Great news for investors – BBI Life Sciences is still trading at a fairly cheap price. In this instance, I’ve used the price-to-earnings (PE) ratio given that there is not enough information to reliably forecast the stock’s cash flows. I find that BBI Life Sciences’s ratio of 14.2x is below its peer average of 25.39x, which suggests the stock is undervalued compared to the Life Sciences industry. However, given that BBI Life Sciences’s share is fairly volatile (i.e. its price movements are magnified relative to the rest of the market) this could mean the price can sink lower, giving us another chance to buy in the future. This is based on its high beta, which is a good indicator for share price volatility.
Can we expect growth from BBI Life Sciences?

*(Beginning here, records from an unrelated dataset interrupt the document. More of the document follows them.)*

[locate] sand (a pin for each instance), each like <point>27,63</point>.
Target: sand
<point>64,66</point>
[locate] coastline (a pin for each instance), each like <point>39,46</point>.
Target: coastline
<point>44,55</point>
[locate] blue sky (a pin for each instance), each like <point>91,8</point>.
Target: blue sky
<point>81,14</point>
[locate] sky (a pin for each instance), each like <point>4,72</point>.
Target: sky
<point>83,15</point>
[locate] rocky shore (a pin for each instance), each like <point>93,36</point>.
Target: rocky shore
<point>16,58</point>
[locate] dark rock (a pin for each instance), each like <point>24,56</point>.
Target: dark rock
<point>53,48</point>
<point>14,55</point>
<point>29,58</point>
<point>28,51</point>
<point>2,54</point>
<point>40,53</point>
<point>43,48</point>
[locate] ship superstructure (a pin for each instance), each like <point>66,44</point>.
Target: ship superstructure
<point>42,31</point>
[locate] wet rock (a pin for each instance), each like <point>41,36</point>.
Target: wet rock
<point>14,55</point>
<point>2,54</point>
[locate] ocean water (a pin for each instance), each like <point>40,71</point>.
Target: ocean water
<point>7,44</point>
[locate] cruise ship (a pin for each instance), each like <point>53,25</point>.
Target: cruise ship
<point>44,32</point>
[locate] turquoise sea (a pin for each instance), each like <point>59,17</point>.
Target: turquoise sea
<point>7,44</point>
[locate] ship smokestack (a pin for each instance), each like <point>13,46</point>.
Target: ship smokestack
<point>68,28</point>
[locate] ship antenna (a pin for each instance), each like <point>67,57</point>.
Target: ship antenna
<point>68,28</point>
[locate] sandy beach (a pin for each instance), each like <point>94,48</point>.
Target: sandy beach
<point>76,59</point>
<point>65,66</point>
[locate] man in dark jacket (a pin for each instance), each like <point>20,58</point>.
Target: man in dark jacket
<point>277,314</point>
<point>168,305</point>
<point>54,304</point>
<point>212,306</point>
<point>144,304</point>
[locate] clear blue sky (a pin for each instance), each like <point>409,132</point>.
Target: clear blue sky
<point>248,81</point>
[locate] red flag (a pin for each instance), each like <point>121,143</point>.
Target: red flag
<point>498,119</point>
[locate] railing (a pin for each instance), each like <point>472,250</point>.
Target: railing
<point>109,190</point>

Future outlook is an important aspect when you’re looking at buying a stock, especially if you are an investor looking for growth in your portfolio. Buying a great company with a robust outlook at a cheap price is always a good investment, so let’s also take a look at the company’s future expectations. With profit expected to grow by 46% over the next couple of years, the future seems bright for BBI Life Sciences. It looks like higher cash flow is on the cards for the stock, which should feed into a higher share valuation.
What this means for you:
Are you a shareholder? Since 1035 is currently undervalued, it may be a great time to increase your holdings in the stock. With an optimistic outlook on the horizon, it seems like this growth has not yet been fully factored into the share price. However, there are also other factors such as capital structure to consider, which could explain the current undervaluation.